Table 5 Economic Evaluation Results
Currently, there are multiple treatment options for patients with LDH, with inconsistencies among guidelines for conservative treatment of LDH and a gap between treatment practice in real-world clinical settings and the guidelines. This pilot study was conducted to evaluate the feasibility of a clinical study comparing Non-Phm and Phm for patients with non-acute LDH. At the time of follow-up, 1 month after the intervention, the degree of improvement in ODI and NRS score of radiating leg pain was significantly greater in the Non-Phm than in the Phm group.
There are various treatment options for Non-Phm treatment strategies, but there are often conflicting guidelines for acupuncture and manual therapy, especially for acupuncture. Meanwhile, in Korea, many back pain patients use Korean medicine, and acupuncture and spinal manipulation are representative Non-Phm treatments used by Korean medicine doctors. Therefore, in this study, among Non-phm treatment strategies, acupuncture and manual therapy were selected and compared with Phm treatment.
The primary outcome of this study was NRS for leg pain, and besides this, both NRS and VAS are used to assess leg and back pain. Both NRS and VAS are validated outcomes to assess pain severity. However, there is a difference that NRS can be asked verbally, and VAS should be evaluated by looking at the paper. For convenience, this study allowed telephone surveys at the f/u, but VAS is an item that cannot be surveyed over the phone. Therefore, it is decided to primary outcome as NRS, not VAS. In addition, the use of both scales was to see whether the two outcomes showed similar results, that is, to improve the reliability of the results. In this study, the reliability of the results was demonstrated by the two outcomes showing similar results and directions.
Based on the baseline characteristics of the 30 participants in this study, 40% were recommended for spinal surgery, 30% showed extrusion or sequestrated discs on MRI findings, and the NRS score for radiating leg pain was approximately 7 points, indicating that patients with severe LDH participated in this clinical trial. Additionally, the onset median value of the patients was 53 months in both groups, indicating many patients with chronic conditions of LDH.

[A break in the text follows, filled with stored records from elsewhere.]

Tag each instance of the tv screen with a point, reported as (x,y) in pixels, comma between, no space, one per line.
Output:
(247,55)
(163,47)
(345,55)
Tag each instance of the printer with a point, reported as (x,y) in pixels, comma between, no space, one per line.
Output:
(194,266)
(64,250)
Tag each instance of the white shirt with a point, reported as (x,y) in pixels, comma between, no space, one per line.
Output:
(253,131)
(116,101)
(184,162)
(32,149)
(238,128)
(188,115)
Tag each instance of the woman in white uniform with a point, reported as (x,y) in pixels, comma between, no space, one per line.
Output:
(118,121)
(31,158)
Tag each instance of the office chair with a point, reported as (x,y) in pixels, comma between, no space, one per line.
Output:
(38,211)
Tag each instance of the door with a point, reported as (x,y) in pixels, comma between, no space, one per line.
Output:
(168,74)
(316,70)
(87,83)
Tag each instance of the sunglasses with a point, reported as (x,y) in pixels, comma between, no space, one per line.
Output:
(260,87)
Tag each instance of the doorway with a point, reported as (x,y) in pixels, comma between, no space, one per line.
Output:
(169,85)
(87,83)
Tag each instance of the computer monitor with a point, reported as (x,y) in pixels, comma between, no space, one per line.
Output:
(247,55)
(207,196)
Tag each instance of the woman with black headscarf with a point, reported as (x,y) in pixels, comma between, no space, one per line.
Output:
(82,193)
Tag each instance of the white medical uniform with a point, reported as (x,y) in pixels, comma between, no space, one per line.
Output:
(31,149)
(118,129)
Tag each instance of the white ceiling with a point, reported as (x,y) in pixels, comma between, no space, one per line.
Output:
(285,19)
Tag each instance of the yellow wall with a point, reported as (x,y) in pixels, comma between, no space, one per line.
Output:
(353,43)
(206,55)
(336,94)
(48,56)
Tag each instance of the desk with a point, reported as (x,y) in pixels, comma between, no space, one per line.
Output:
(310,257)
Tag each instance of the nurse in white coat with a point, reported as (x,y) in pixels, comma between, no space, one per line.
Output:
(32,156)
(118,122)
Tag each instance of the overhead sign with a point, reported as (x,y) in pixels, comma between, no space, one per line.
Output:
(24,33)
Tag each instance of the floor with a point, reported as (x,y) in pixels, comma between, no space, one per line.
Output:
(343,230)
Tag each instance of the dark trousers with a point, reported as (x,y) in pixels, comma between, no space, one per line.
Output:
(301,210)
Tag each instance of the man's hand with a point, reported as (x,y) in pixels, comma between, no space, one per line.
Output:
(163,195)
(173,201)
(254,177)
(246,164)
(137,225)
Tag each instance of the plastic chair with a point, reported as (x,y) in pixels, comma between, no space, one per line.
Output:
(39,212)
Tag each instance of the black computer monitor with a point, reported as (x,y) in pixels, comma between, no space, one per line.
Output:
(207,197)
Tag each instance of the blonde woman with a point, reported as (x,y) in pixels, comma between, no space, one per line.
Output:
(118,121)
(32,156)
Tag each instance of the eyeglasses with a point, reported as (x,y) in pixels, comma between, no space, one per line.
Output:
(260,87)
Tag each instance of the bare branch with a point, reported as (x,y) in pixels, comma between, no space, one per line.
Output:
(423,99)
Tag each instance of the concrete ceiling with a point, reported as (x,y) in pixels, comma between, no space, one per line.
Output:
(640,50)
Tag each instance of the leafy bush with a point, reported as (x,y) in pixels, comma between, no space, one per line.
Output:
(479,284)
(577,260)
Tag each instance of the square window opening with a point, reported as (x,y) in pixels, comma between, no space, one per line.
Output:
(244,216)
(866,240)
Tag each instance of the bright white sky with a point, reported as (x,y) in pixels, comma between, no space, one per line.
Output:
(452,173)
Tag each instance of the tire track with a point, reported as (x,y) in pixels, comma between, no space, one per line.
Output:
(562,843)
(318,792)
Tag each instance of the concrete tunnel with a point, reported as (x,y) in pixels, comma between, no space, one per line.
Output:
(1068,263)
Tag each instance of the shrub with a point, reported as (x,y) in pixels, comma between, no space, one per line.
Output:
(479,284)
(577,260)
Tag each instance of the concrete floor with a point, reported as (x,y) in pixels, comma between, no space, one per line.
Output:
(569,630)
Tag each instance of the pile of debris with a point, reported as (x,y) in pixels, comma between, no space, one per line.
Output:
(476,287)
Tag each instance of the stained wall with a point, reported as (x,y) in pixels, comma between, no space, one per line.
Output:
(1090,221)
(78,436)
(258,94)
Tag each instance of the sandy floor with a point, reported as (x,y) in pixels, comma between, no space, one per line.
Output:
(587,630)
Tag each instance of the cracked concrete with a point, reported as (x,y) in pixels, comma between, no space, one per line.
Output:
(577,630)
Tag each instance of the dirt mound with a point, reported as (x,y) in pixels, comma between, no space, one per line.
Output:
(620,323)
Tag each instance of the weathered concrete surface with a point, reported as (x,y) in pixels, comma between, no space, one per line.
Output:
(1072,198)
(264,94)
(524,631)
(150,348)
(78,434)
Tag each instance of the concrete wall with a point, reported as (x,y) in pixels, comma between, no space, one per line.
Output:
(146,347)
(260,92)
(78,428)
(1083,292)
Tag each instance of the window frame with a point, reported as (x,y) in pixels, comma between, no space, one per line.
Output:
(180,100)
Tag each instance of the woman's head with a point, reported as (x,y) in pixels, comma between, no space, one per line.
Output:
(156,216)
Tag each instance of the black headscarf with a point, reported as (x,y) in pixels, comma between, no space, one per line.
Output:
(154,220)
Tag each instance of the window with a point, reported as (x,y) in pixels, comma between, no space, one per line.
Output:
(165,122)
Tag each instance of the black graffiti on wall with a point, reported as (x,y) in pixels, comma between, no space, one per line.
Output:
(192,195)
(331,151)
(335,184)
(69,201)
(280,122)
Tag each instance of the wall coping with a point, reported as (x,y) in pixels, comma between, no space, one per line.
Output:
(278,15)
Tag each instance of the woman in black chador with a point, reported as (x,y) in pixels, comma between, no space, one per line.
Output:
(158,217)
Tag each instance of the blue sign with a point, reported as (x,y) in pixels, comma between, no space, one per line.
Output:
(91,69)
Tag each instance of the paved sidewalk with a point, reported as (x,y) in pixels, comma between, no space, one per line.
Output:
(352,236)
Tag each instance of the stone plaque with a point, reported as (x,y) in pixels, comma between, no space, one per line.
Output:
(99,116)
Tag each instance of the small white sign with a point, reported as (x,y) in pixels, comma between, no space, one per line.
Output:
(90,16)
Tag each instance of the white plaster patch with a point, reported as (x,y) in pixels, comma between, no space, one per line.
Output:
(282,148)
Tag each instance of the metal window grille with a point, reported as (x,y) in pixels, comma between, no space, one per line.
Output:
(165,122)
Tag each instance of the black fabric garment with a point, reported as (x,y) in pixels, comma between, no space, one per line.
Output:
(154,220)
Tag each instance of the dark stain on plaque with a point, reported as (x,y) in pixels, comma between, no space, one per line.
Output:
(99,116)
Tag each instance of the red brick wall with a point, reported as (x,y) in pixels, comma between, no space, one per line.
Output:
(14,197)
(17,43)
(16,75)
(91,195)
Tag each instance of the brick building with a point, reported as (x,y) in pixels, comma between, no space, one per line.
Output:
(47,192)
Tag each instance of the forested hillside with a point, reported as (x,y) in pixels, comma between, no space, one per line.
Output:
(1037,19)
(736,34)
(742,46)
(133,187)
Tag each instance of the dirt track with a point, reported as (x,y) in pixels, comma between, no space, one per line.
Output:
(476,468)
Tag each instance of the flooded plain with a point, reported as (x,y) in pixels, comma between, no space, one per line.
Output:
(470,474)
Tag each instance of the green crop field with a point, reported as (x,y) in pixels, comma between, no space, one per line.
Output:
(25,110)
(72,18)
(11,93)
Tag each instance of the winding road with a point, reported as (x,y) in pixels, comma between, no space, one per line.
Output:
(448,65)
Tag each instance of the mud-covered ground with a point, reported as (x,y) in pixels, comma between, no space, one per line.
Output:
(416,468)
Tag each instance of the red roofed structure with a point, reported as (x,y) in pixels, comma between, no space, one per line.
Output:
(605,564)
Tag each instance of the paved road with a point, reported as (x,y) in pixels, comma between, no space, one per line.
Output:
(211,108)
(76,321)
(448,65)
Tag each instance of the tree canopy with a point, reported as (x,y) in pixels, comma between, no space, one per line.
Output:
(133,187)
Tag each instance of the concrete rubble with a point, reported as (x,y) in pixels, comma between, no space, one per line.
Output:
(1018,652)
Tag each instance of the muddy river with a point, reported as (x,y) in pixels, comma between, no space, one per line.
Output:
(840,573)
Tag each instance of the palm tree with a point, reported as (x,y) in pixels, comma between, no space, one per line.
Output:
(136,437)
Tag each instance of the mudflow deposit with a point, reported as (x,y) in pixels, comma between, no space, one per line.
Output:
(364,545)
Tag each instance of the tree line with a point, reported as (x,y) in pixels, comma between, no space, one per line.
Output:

The changes in the NRS score of radiating leg pain during the 8-week intervention period showed gradual improvement in both groups, but the improvement in the Phm group tended to be slightly greater. However, in the Phm group, the pain worsened at Week 14 and then improved again. Accordingly, at Week 14 in the follow-up period, the improvement in the Non-Phm group was significantly greater. Looking at the minimal clinically important differences (MCID) for major outcomes, there were previous studies where the MCID for NRS of back pain ranged from 1 to 2.3, and for NRS of leg pain ranged from 1 to 1.6 and ODI ranged from 10 to 12.8. In this study, at Week 14, the difference in NRS of leg pain between the two groups was 1.65 (95% CI 0.59 to 2.71), and the difference in ODI was 8.67 (95% CI 1.37 to 15.98).42–45 Therefore, the difference in NRS is judged to be a significant difference beyond the MCID between the two groups, and the ODI difference is also judged to be large, ranging from 67% to 87% of the MCID.
Meanwhile, ODI showed a slightly different pattern from the pain outcomes, with excellent improvement in the Non-Phm group throughout the intervention and follow-up periods. ODI in the non-Phm group continuously decreased during the follow-up period as well as during the intervention period, but in the Phm group, it also worsened at Week 14 and then improved again. Functional disability may be expected to improve once pain reduces, but this is not necessarily the case in real-world clinical practice. Pain and physical functions are associated with various factors such as biomechanical and psychosocial factors.46,47 One study that analyzed the correlation between pain, functional disability, and quality of life for 195 patients who used primary care for the management of LBP in Spain concluded that improvement in pain resulted in little improvement in functional disability and quality of life.47 Therefore, careful consideration of the most important outcome measure between pain and functional disability, which more accurately reflects the status of a patient’s improvement and can serve as a primary outcome, is crucial.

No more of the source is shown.